Back in June, you posted about how this guy has been in jail more than he's been _out_, he refuses to work, he spends his day drinking with his other loser unemployed friends, he does NOTHING around the house, is a junkie, totaled your car, and depends on YOU to provide *everything* for the both of you.

Now why do you* THINK* he keeps you around? Do you honestly think it's because he loves you so much? The kid is 22 and completely worthless. You're his mommy who supports him and makes sure he has a home to come back to and clean clothes and food on the table and a TV to play his childish games on. Why in hell would he give THAT up?

I'm sorry, but you're so damned blinded by love that you can't see how foolish you're acting.

One day, those rose colored glasses will come off. One day.


----------



## MJJEAN (Jun 26, 2015)

Your husband is a repeat offender and an addict. The best advice I can offer is get a lawyer and a divorce.


----------



## youngnmarried16 (Jun 9, 2017)

I get that I am an enabler and I'm working on doing what's best for me. I just wanted to update my story because soon I will look to people for coping with divorce and keeping me focus on myself because I have invested so much time and effort into this marriage...I'm a sucker yes and I get easily manipulated. It's time for me to change.


----------



## AtMyEnd (Feb 20, 2017)

youngnmarried16 said:


> I get that I am an enabler and I'm working on doing what's best for me. I just wanted to update my story because soon I will look to people for coping with divorce and keeping me focus on myself because I have invested so much time and effort into this marriage...I'm a sucker yes and I get easily manipulated. It's time for me to change.


Ok, you've said it now act on it. Seriously the only way you're going to do this is pack all your stuff, walk out the door and don't look back. It's going to hurt like hell for a while but you can do it, and you know it's what you NEED to do.


----------



## Cooper (Apr 18, 2008)

We humans are terribly flawed, we think because we love someone that with a bit of effort a relationship can work. Many of us have wasted years of our lives in bad relationships because of what we think is love. The truth is we can love someone, and they can also love us, but that doesn't guarantee compatibility, love just isn't enough to get thru life on. 

Your husband is bad for you, your husband is ruining your life and any chance of a happy future, it sucks to realize someone you love can be so harmful to your life, but the facts are right in front of you. It sure doesn't sound like he's worth wasting more of your life on.


----------



## Openminded (Feb 21, 2013)

What's your plan?


----------



## She'sStillGotIt (Jul 30, 2016)

youngnmarried16 said:


> I get that I am an enabler and I'm working on doing what's best for me. I just wanted to update my story because soon I will look to people for coping with divorce and keeping me focus on myself because I have invested so much time and effort into this marriage...I'm a sucker yes and I get easily manipulated. It's time for me to change.


Well, I agree.

You also said this same thing in June about needing to get your ducks in a row and all that - and here you are again, 'surprised' that this loser just keeps showing you EXACTLY who he is.

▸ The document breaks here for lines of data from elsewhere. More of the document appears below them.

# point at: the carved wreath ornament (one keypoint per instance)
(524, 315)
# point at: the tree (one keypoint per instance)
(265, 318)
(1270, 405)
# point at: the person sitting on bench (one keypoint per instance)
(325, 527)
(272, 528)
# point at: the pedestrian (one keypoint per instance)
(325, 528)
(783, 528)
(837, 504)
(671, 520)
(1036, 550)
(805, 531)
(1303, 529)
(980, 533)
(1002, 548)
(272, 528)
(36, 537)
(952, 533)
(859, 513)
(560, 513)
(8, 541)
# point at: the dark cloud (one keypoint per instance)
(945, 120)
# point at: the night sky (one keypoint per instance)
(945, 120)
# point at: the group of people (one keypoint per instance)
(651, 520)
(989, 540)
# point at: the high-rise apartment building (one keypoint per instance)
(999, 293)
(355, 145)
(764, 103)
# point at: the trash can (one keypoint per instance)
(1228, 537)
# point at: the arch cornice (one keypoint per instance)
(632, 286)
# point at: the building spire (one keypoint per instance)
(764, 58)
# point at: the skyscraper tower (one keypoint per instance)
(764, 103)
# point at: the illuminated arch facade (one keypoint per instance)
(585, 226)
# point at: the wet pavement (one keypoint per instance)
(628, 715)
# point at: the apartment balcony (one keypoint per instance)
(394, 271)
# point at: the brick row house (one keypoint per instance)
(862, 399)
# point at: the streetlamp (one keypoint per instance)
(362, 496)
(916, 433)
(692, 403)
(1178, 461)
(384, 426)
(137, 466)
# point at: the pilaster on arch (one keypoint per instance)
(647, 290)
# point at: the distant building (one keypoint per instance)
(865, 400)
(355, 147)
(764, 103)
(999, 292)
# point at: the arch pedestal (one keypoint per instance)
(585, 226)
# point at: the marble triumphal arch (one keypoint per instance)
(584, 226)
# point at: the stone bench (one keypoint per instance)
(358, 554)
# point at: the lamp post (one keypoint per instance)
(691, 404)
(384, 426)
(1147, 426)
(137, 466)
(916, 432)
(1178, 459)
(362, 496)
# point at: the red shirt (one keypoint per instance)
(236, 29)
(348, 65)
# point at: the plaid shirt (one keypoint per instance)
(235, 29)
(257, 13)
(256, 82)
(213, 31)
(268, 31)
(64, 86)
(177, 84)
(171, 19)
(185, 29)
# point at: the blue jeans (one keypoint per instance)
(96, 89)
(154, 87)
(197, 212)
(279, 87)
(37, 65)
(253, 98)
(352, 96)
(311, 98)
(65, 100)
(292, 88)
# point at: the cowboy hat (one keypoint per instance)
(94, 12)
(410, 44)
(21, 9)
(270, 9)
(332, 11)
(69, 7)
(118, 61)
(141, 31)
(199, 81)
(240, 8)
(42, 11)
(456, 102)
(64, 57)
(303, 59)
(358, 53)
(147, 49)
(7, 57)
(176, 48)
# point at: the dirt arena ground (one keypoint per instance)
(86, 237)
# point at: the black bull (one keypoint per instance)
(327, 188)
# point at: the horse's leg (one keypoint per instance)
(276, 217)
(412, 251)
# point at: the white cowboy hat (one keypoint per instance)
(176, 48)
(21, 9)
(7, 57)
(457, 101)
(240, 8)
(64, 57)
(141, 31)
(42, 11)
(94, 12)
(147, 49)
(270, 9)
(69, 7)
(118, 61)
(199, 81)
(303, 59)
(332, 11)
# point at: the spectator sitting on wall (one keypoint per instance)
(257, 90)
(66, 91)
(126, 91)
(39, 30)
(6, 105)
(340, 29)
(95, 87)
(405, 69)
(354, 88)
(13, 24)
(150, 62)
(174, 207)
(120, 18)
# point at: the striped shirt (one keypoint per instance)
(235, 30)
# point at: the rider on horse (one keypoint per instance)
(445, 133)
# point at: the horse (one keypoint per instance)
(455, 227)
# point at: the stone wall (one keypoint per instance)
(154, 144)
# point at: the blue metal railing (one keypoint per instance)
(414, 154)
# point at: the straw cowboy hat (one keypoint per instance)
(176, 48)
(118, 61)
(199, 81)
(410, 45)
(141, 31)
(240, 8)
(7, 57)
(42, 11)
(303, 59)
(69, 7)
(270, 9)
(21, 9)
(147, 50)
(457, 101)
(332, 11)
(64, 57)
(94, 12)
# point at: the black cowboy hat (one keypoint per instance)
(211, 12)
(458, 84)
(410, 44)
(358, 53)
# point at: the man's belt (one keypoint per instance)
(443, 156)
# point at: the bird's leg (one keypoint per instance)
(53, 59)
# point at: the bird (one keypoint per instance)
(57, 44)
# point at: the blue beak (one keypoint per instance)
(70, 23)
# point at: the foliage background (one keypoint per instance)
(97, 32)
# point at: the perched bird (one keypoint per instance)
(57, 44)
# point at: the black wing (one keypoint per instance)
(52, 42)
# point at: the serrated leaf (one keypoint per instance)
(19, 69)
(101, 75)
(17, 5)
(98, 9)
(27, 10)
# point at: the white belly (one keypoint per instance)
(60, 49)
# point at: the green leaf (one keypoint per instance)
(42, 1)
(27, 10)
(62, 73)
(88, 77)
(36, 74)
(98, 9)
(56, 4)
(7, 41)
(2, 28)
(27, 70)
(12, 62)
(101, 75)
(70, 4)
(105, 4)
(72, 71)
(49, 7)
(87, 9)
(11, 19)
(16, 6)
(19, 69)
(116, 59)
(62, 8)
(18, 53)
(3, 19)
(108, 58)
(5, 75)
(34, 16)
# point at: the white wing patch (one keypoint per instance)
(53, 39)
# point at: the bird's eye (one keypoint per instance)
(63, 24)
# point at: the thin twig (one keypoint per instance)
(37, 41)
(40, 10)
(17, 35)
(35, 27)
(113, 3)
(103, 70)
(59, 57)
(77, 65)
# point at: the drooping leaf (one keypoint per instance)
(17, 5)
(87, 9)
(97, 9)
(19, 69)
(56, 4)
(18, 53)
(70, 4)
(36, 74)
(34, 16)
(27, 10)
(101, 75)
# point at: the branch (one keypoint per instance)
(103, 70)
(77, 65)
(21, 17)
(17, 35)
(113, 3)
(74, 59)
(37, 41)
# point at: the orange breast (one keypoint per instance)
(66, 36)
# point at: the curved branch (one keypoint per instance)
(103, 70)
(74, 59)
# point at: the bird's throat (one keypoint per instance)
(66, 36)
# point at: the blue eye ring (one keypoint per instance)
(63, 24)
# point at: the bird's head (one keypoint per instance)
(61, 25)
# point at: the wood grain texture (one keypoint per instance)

By the way, whose buying everything for him? Who pays for his cell phone? Who buys his liquor? Whose giving this POS the money to get K2? We all know he's much too good to work and EARN a dollar (and sadly, has probably never earned an HONEST dollar in his life), so _someone_ must be working and handing him money. 

You sound like a very sweet and loving young lady who simply doesn't have the life experience or the courage to get herself out of a very bad situation. He's nothing more than a parasite who is slowly bleeding you dry and I think deep down, you know that.


----------